While the future of the Walking Dead universe remains (temporarily) on hold, now seems as good a time as any for the next installment of "Who Is…". Over the past several weeks, the video series from Skybound has offered fans different character profiles that compare the on-screen faces we know with their comic book counterparts. Previously, we've gotten to know more about Paola Lazaro's Juanita Sanchez aka Princess, Jeffrey Dean Morgan's Negan, and Tom Payne's Jesus, and Melissa McBride's Carol. This time around, we take a look at the printed page's version of "uber big bad" The Governor aka Brian Blake, and how he stacks up with David Morrissey's The Governor aka Philip Blake.
On the comic book side, The Governor was first introduced in 2006 in issue #27, with his run ending four years later in issue #75. But it would be Morrissey's take on The Governor that would leave an indelible impression in the minds of Walking Dead fans. First introduced in the third-season episode "Walk with Me", The Governor would go on to be the focus of two of the most extreme moments in the series' history. First, there was that brutal fight he had with Michonne (Danai Gurira) after she discovered his walker daughter and fishtanks filled with walker heads. The other (to no one's surprise) involved the leader of Woodbury giving Hershel the worst (and painfully permanent) haircut in the world before being taken off the playing field permanently by Michonne.
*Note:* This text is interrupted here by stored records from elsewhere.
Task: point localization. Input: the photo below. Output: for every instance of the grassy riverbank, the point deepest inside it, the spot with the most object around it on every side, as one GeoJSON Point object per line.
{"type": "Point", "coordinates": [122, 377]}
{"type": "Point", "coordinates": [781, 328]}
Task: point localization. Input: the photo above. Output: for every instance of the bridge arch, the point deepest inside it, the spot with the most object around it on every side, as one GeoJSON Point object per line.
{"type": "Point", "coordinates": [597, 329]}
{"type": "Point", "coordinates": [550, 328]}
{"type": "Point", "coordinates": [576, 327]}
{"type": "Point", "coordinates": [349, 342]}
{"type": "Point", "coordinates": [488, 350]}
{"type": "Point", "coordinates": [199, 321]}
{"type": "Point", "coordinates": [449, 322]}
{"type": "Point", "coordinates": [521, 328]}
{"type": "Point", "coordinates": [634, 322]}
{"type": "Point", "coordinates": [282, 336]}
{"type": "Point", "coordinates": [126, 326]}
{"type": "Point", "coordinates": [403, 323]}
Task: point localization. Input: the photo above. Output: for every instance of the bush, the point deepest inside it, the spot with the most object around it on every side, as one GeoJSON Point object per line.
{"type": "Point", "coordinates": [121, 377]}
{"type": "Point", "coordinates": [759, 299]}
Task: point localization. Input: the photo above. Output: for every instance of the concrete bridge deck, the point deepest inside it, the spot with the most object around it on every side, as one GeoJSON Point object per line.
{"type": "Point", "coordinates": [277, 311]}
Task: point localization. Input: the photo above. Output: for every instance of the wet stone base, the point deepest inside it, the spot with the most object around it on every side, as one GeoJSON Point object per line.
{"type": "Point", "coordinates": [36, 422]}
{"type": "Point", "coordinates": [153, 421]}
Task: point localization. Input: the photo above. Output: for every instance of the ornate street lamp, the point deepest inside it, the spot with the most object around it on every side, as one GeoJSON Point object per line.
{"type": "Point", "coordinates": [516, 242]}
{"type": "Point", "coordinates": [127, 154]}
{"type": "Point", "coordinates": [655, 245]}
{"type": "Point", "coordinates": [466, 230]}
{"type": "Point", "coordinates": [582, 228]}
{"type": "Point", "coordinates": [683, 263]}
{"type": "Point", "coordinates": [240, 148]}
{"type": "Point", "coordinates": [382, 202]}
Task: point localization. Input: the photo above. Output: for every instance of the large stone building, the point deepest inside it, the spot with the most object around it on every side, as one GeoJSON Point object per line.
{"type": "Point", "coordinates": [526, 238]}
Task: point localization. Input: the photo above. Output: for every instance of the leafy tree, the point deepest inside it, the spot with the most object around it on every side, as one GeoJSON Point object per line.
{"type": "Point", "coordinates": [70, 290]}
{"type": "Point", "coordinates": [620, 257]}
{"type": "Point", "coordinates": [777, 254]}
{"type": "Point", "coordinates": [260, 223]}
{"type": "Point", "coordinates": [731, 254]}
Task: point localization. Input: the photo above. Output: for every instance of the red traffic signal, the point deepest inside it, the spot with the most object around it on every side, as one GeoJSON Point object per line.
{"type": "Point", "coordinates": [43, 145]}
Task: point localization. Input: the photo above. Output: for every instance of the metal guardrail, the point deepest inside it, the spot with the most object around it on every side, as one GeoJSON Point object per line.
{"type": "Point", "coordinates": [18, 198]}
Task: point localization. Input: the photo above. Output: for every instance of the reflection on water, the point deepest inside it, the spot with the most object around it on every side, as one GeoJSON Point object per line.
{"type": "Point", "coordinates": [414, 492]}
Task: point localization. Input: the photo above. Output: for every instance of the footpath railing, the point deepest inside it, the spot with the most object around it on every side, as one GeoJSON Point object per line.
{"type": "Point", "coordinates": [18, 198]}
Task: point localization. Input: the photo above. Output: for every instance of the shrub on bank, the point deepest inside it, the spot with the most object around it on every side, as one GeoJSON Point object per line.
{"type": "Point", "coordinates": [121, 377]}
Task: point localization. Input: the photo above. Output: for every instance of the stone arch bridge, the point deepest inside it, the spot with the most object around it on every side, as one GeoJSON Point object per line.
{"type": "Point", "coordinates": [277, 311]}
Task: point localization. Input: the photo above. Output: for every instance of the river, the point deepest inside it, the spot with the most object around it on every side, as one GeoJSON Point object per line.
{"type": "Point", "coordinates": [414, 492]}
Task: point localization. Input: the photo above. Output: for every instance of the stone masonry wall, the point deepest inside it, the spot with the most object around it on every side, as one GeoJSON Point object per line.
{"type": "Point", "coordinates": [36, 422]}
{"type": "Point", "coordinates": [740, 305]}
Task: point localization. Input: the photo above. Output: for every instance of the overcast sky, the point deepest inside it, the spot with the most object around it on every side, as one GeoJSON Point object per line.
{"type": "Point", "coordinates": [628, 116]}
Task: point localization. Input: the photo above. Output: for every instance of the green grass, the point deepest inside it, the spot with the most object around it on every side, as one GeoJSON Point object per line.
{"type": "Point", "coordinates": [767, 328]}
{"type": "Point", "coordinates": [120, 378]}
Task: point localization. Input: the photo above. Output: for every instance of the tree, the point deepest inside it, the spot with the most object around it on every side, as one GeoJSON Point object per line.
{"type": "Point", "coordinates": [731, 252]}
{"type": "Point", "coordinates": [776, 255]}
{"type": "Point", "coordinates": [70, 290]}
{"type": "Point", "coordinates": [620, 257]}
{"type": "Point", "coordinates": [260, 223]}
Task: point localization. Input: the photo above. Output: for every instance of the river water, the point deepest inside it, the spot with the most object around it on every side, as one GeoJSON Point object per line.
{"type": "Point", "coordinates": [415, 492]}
During an interview with AMC early on in his run, Morrissey described how he was able to get himself acclimated to the series: "I was very nervous about joining the show on the first day, but once I got there it's been a joy ever since. There's an element about needing to know about the conditions: the heat and the humidity and the snakes and bugs and ticks, Mirrissey explained. "You have to have a little bit of an outward bound course before you start filming. Those things are different for me, because normally it's like, 'How do I get to the canteen.' But I do think those crazy brutal conditions add to the show — because the show's all about that. It isn't a comfortable place to be and that's important."